Together they picked up all the peas then Alex held the door open for her and bowed as she moved past him. "An early night?"
She nodded. "I'll come to your room. Have you told Trent?"
"He knows to leave me alone all night."
"No matter what he hears coming from your room?"
A muscle in his jaw twitched. His good humor had completely vanished. "He knows."
She left and returned to her room where she read, or tried to, for an hour. When the moon outside her window had risen above the rooftops, she gathered up her medical bag. She dismissed the idea of changing into her nightgown. She wouldn't get much sleep and she didn't want to tempt Alex in any way. Her plain, staid brown dress would do.
She made her way to his room, c
oming across no one. The house felt quiet, empty, even though it was filled with servants either already in their bedrooms or still below stairs. Alex opened the door at her knock. He wore a robe but she couldn't see what he wore beneath it. She hoped he had on a nightshirt—she didn't need the distraction either.
"Do you have a headache yet?" she asked him.
"Always. But it's not severe." He took her medical bag and placed it beside the foot of the bed. "Now what?"
"We wait. Shall we read?"
He sighed. "I'm alone in my room with a desirable woman and I have to read. Not my idea of an enjoyable evening."
"We could talk."
"A more enticing proposition than reading but still not the stuff of my fantasies."
She smiled. "It's all I can offer."
With a wink, he sat on the bed and leaned back against the pillows, his legs stretched out before him. He patted the space beside him. "Come sit with me and tell me about your parents, your childhood, anything. If making love to you is off the list for tonight then I'd like to learn more about you."
She settled on the bed, leaving a gap between them so they weren't touching. "I can give you the long version since we have time."
Georgiana was surprised to see that he didn't nod off once during her story.
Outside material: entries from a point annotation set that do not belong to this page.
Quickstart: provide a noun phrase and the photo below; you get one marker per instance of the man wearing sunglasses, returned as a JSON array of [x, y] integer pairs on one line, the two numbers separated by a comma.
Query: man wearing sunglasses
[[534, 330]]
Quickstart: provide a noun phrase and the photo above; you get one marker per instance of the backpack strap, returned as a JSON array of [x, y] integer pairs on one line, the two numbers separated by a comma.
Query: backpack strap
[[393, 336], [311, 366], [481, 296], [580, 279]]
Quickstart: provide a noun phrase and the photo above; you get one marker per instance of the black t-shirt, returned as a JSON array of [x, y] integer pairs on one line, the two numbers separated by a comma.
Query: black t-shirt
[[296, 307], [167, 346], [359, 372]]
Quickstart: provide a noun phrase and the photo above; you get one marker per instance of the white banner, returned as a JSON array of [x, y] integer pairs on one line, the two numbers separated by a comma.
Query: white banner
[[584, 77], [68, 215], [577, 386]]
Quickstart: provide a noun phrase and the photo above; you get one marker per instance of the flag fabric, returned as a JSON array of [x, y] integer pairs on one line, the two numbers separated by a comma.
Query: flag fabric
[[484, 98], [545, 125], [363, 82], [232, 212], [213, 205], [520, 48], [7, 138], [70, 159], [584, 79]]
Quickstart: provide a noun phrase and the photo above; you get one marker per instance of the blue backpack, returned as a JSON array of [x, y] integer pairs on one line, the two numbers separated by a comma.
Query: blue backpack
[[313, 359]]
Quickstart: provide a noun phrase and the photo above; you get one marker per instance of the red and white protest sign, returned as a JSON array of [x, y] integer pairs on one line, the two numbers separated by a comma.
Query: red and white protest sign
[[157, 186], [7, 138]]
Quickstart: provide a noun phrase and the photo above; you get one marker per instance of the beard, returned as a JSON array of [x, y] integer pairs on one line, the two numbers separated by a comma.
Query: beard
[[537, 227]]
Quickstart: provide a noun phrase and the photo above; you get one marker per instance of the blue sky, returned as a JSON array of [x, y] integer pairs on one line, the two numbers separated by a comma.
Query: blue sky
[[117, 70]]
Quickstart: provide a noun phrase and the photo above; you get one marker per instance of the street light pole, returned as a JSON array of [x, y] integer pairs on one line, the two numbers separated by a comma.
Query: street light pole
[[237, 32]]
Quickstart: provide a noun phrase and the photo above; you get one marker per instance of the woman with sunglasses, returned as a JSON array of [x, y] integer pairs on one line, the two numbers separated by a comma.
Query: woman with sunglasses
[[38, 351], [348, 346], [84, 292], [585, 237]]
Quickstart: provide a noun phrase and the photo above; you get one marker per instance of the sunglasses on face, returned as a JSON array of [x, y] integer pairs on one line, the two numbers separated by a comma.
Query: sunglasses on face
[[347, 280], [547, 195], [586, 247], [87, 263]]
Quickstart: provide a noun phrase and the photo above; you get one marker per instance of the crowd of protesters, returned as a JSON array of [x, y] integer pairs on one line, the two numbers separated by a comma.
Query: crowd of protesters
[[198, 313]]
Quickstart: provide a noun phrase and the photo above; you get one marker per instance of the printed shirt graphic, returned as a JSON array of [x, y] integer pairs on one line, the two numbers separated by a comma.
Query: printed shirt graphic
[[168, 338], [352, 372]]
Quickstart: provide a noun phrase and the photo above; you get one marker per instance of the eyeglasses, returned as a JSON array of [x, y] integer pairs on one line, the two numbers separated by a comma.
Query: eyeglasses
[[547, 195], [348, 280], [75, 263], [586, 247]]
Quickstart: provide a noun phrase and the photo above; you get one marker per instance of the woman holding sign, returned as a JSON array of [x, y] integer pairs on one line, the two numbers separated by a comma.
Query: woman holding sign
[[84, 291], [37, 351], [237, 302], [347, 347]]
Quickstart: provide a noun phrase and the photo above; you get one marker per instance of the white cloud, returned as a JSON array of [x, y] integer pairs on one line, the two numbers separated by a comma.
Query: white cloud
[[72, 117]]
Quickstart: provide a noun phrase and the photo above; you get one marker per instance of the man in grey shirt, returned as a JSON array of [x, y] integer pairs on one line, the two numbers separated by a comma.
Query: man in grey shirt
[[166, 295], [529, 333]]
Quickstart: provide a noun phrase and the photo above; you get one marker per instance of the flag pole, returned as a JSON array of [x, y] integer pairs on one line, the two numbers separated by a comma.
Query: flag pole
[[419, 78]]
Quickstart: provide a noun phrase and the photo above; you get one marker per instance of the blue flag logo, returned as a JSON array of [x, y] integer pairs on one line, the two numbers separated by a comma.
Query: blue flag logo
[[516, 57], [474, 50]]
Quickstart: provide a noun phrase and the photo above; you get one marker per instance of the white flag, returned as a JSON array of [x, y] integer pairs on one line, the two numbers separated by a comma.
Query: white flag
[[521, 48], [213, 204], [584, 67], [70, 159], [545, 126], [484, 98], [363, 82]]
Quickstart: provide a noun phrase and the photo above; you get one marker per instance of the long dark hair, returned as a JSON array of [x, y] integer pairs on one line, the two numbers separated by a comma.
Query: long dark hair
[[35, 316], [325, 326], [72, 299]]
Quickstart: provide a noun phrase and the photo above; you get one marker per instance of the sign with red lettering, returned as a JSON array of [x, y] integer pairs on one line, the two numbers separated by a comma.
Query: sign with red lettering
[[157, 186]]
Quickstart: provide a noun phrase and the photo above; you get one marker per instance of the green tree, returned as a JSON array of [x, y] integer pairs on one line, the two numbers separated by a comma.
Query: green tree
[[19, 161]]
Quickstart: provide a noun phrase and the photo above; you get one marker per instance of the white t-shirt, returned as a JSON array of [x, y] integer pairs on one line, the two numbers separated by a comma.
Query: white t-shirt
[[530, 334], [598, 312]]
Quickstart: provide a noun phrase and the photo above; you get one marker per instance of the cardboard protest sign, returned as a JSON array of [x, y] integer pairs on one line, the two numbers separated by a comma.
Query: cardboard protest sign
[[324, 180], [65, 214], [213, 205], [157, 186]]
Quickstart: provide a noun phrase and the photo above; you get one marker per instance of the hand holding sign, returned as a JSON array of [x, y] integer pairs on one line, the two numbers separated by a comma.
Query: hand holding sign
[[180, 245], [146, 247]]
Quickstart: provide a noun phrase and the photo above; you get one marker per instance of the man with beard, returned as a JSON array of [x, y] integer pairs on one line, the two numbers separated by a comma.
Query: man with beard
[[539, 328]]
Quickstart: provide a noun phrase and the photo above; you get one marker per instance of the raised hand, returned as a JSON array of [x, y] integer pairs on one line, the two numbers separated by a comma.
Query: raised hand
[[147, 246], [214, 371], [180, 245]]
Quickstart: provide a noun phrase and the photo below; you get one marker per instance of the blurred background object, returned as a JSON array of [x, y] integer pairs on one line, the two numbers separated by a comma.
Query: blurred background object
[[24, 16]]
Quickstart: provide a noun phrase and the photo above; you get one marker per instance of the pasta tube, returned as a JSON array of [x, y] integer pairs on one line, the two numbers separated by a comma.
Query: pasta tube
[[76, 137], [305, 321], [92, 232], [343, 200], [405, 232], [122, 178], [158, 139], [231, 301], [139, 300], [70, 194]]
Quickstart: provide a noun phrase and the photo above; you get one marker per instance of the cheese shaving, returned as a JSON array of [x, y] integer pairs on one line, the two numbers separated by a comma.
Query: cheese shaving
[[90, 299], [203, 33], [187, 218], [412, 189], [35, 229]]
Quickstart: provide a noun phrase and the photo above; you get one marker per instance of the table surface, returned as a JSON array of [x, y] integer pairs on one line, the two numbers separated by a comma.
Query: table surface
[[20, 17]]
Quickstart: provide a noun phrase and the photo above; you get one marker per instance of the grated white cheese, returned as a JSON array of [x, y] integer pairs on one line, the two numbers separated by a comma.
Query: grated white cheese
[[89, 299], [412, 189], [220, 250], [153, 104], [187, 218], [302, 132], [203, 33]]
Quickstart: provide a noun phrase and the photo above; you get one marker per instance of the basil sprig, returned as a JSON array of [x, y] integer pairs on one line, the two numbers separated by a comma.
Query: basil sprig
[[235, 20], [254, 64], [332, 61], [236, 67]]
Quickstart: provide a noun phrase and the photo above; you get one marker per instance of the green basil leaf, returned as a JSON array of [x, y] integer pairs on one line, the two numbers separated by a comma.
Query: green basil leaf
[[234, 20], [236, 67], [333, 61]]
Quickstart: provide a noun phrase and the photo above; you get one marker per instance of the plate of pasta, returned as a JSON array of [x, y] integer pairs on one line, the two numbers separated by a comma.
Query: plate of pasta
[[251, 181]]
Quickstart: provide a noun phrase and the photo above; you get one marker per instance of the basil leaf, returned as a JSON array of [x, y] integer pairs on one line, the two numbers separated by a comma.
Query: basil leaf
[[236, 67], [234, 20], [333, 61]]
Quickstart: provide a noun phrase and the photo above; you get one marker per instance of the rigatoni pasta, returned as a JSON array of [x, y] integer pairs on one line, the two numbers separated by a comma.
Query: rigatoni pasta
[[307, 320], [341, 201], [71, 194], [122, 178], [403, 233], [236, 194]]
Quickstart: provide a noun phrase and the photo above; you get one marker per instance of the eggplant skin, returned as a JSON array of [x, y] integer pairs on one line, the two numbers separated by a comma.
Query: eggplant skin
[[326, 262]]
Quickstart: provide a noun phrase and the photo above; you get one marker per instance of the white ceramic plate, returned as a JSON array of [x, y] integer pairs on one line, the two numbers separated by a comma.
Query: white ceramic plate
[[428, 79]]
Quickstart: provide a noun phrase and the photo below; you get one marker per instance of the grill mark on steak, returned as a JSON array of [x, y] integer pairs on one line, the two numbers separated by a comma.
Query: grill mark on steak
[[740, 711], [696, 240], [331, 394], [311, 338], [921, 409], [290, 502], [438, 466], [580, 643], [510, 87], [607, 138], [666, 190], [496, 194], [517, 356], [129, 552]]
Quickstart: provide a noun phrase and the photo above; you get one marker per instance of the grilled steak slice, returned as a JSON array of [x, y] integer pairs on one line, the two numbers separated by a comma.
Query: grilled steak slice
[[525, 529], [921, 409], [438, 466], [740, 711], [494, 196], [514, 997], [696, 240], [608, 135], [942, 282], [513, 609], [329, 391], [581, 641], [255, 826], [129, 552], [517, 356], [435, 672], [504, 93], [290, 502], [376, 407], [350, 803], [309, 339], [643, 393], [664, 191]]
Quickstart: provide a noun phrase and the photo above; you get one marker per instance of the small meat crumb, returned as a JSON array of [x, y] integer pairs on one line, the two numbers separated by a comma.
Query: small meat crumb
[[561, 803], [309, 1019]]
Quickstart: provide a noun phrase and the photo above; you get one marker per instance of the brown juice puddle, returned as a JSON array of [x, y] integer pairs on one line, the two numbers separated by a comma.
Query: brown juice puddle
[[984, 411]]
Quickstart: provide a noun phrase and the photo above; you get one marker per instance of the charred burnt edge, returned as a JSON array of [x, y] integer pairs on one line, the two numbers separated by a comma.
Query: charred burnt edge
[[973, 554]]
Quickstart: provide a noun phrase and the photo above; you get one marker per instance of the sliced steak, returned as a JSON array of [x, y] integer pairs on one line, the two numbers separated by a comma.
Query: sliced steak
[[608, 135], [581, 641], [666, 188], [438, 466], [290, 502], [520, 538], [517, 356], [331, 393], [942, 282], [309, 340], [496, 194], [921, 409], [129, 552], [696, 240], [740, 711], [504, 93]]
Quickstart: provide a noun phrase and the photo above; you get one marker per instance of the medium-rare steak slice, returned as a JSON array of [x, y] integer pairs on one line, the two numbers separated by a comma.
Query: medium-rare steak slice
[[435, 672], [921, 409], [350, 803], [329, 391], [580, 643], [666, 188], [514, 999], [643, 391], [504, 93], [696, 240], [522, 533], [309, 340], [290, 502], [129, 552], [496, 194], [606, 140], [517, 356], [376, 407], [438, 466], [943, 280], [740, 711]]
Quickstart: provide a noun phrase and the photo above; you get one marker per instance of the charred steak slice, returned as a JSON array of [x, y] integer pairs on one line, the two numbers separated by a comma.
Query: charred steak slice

She didn't think her life was particularly interesting but he asked a lot of questions and interjected occasionally with comments but on the whole he listened closely. It wasn't until almost two hours had passed that she noticed his body stiffen. It was nothing more than a stretching of his legs at first but it was sudden and coupled with a sharp expulsion of breath.
"Are you all right?" she asked, kneeling up beside him. "We could try one of my powders."
He shook his head. "Keep talking."
She sat down again, prepared to be guided by him and his body's limits for now. So she continued talking although she'd lost the thread of her story and she suspected he was no longer listening anyway. Even when the first beads of sweat appeared on his brow and his fists clenched and unclenched as nausea and cramps must have gripped him, she kept talking.